M. Domota, qui s'exprimait lors d'une conférence de presse, a déclaré
qu'il
n'était "pas étonné" de la déclaration faite un peu plus tôt par
François Fillon sur la situation en Guadeloupe car selon lui le Premier
ministre a "peur de la contagion" dans les autres DOM.
Il a estimé que M. Fillon s'était "adressé au Medef", "qui ne
veut pas dépenser un centime et qui exige de l'Etat qu'il leur donne de
l'argent
pour nourrir les nègres".
S'agissant des mesures confirmées par M. Fillon mardi, il a affirmé que
"tout ce qui a été annoncé, nous aurions déjà du l'avoir, car nous
étions
discriminés".
Le leader du LKP s'est "étonné" de la nomination de deux experts pour
faciliter la reprise du dialogue patronat-syndicats: "il y a des
compétences en Guadeloupe, qui connaissent l'environnement
socio-économique", a-t-il affirmé, citant les noms du directeur
départemental du travail et de son adjoint.
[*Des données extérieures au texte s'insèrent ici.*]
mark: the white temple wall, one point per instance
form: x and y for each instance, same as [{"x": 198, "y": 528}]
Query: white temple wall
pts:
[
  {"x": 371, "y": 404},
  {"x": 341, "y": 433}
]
M. Domota a lancé un appel "aux petits patrons" et souhaité "un
plan de relance pour sauvegarder l'emploi et les activités des TPE".
Les différents syndicats de l'énergie, de l'eau et du port, tous
membres du
LKP, ont annoncé un durcissement de la grève générale dans leurs
secteurs pour
les jours à venir.
Ce mouvement pourrait se traduire, comme cela a déjà été le cas, par le
retour
des coupures d'eau et d'électricité.
Sur le terrain, des gendarmes sont intervenus mardi dans la zone
industrialo-commerciale de Jarry pour demander aux commerçants qui
avaient
ouvert de baisser rideau en prévision d'une manifestation de grévistes.
Un défilé de 500 à 600 personnes, selon des estimations de presse, a
ensuite
parcouru la zone en demandant aux journalistes de ranger caméras et
appareils
photographiques "sous peine de les retrouver à la décharge", ont
rapporté des journalistes.
D'importantes files d'attente étaient visibles devant les dix
stations-services
réquisitionnées par la préfecture pour les clients prioritaires
(véhicules de
secours et des professions médicales), pour la première fois mardi
depuis le
blocage de leurs accès la semaine dernière.